Il futuro nel desktop


"Esiste, però, uno scollamento tra le dichiarazioni di intenti della Pa in materia di adozione dell’open source e l’aspetto pratico – puntualizza Andrea Di Maio, research vice president di Gartner -. La penetrazione di Linux, Apache e, più in generale, dello stack applicativo, sta seguendo più o meno gli stessi percorsi del settore privato. Quello che fa la differenza, nel pubblico, è l’incoraggiamento all’utilizzo dell’open source anche sul lato dei sistemi operativi desktop e delle applicazioni enterprise, quali Erp o verticali specifici. Alla base c’è l’esigenza concreta di fare in modo che quanto acquistato da un ente possa essere riutilizzabile da altre entità della Pa, senza costi aggiuntivi. In realtà, questo attiene al buon senso più che all’open source e può essere ottenuto anche attraverso accordi specifici con i vendor di soluzioni proprietarie".

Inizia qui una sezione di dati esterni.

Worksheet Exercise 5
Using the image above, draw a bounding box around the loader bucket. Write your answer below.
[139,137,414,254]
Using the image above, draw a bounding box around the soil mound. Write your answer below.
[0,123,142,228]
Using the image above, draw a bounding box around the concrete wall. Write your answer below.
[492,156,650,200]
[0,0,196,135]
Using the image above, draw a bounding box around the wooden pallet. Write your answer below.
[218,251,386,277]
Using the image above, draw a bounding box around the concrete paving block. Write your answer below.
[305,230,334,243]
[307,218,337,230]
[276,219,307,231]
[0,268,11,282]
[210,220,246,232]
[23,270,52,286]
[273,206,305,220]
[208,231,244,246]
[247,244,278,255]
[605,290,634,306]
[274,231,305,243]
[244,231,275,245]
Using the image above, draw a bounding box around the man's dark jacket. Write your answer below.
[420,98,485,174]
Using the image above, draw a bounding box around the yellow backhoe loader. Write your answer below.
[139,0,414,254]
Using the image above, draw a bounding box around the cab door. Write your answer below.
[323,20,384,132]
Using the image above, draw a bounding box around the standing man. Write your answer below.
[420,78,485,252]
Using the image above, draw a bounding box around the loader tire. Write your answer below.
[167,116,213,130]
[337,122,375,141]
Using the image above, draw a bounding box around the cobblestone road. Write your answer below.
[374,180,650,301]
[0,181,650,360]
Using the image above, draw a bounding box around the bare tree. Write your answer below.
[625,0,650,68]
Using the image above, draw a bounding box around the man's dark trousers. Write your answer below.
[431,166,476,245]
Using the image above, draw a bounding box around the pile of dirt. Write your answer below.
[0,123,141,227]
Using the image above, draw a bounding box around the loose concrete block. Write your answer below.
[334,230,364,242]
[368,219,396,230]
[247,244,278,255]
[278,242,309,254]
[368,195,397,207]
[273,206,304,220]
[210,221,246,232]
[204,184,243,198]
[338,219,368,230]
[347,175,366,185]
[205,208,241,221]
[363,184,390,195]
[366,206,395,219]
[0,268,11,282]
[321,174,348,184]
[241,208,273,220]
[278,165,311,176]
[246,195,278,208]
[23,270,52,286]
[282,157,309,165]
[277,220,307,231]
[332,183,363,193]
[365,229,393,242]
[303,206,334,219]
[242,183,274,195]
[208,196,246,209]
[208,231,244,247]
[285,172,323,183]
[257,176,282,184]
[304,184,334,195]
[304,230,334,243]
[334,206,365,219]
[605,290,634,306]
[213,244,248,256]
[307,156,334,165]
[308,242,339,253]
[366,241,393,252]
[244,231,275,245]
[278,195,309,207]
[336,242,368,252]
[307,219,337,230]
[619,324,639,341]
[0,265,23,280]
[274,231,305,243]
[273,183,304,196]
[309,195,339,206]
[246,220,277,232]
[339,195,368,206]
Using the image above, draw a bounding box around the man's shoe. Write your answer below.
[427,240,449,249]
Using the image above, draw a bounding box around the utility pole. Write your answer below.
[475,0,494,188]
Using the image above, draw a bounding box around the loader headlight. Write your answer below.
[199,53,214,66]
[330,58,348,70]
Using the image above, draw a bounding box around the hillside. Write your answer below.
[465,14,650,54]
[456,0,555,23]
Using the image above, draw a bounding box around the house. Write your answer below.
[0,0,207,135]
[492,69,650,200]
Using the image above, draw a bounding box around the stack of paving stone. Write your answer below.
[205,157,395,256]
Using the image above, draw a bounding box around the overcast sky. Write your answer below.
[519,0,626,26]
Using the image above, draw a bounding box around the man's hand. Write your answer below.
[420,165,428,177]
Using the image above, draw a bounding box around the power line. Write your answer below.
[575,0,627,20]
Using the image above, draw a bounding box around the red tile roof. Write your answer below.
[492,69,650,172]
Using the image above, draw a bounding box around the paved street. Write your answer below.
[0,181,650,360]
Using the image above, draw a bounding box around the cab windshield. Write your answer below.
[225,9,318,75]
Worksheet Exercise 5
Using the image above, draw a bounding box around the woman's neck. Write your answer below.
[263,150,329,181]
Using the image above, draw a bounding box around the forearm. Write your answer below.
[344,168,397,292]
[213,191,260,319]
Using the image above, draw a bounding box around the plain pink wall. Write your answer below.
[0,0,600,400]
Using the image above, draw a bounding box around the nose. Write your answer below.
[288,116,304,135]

Gli sviluppi più probabili


Nel 2003, stima il Cnipa (Centro Nazionale per I’informatica nella Pa), il 54% circa delle Amministrazioni (18 centrali e 10 enti pubblici) ha utilizzato a vario titolo software free per i propri sistemi. Occorre prestare attenzione alla portata innovativa dell’open source, soprattutto sotto il profilo culturale, organizzativo e tecnico. Le iniziative della Pa potrebbero, infatti, creare la massa critica necessaria a garantire al sorgente libero una presenza durevole sul mercato. Bisogna, però, rimuovere gli ostacoli alla diffusione di Linux e compagni. Tra i più "pericolosi" il diffuso ricorso alla brevettazione dei software, il rischio di chiusura dei prodotti più noti in versioni commerciali e i meccanismi di protezione forte, che potrebbero limitare l’uso di prodotti "non certificati" su alcuni hardware.


"L’unico concreto esempio di una piattaforma di scambio di applicazioni open source nella Pa è Adullact, in Francia – conclude Di Maio -. Si tratta di un bacino all’interno del quale le Amministrazioni hanno a disposizione software free già acquisito, quindi liberamente riutilizzabile. Di fatto, si tratta di tornare all’insourcing, di riappropriarsi del proprio sviluppo prodotti dopo anni di esternalizzazione. C’è da domandarsi se, all’interno della Pa italiana, le risorse siano effettivamente coerenti con questo tipo di decisioni".